О нищете, о нише, о пробеле
твердит само отсутствие. Разделим
незащищенной жизни вещество
на всех несуществующих – на них,
исчерпанных двумя-тремя словами,
кому давно не до картин и книг
в ячеистых стенах существованья.
Апрель 1975
О, счастье быть ничем
в наикруглейшем из
возможных обществ!
Роща этой мысли
воздушна. Ветреное ропщет
собранье листьев.
Истинно, парламент
для разведенья хризантем,
для музицированья акварелью
до осени распущен… по делам ли
судить, но, будучи ничем,
помимо облака под кисточкой твоей,
художник-дилетант?
Рисуешь полдень, лес,
похожий еле-еле
на рощу мысли, мыслимой не в теле,
но в самой роще, в сердце – здесь,
где света с воздухом всегда свободна смесь –
и даже на убогой акварели.
Кто более чужой,
чем любящие, друг
для друга? Это правда.
Но одиночество справляется с душою,
как с водной краской в пору листопада
дождь, вырывающий из рук
созданье робкое. Урод
с лицом пригорка и леска,
взобравшегося на пригорок
назад не больше месяца. Погода
еще и лучезарна и близка –
но, как земля, бумага перегоркла
и стала рыхлой.
Есть клятва – землю есть
в любви или гражданстве,
а эта – в листьях и сосновых иглах,
вся – в жестких волосках.
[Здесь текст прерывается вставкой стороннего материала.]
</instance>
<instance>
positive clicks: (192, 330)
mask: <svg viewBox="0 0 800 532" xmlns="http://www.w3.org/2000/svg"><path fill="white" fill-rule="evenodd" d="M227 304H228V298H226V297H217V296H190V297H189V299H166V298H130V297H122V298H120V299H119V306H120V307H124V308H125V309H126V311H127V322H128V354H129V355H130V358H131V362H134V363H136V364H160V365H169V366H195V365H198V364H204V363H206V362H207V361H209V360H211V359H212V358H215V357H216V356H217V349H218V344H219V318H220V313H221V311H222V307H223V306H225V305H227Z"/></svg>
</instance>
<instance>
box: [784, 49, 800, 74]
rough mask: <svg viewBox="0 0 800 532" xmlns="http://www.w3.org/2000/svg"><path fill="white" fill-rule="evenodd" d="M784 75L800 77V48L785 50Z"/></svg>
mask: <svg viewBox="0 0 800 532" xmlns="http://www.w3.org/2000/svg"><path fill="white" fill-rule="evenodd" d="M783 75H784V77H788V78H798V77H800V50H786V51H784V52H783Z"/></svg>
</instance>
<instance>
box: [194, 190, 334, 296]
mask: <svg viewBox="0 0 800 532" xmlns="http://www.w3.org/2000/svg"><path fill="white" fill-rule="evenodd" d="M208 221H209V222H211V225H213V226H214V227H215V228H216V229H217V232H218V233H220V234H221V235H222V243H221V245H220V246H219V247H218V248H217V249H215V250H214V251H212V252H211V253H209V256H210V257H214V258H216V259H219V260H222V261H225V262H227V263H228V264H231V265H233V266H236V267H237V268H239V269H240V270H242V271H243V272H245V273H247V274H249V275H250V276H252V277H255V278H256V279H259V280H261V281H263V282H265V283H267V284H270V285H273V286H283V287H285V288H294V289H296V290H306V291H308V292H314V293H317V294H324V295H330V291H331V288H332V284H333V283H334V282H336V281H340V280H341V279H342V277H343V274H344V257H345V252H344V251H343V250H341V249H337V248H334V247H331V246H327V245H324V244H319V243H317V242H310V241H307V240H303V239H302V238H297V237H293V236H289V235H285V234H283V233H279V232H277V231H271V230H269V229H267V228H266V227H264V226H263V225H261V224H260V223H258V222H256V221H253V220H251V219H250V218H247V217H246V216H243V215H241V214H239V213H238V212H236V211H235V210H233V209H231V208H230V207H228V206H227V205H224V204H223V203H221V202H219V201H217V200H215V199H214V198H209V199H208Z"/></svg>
Рождаясь
над нею или в ней – бог весть –
но, с нею связан,
все чаще нахожу
продавленный этюдник,
обломки раскладного стула,
обрывок – родину чужую,
где, как сова, и слепо и сутуло
сидит художник и рисует
пригорок, тучку, лес,
не менее похожий
на лес – жирноземлистый,
его месили толстые колеса,
все шли да шли, и все одно и то же –
душевное насилье пейзажиста
над матерью пространства.
Всех обниму, о ком
хотя бы слышал, хоть
вполуха – всех вмещает
наколотый на ветку (он цветком
казался издали) рисунок. И Господь
его, как розу, расправляет.
Последняя строфа –
она не моя.
Это скорее слова героя стихотворенья,
он будто оправдывается –
но – зачем?
Разве я тоже прав?
Август 1975
Бегущие посажены в мешки
и к дереву, наполненному ревом,
бегут и скачут наперегонки
вдоль поля с фиолетовым покровом.
Не красен праздник. Вытоптан. Лилов.
Гудит земля на площади базарной,
как тыква – так пуста, как тыква – так бездарна,
а в центре площади гора свиных голов.
Деревня праздник празднует сама –
ни человека, скрипка и волынка,
и дерево ревет под куполом холма –
душа растительного рынка.
И только несколько, последние в селе,
отросток шеи обмотав дерюгой,
стучат наперебой мешками по земле,
бегут и валятся – и матерят друг друга.
Сентябрь – октябрь 1975
Тусклое ухо уловит голос далекий,
скрежет серебряной рыбы, птицы болотной.
Выйдет пейзаж и обхватит грамотной рамой
яму-деревню, человека над ямой.
Что он мычит, головою об угол сарая
стукаясь, падая, пальцы об снег вытирая,
полные крови, смешанной с маслом машинным?
Ухо уловит, но останется сердце холодным.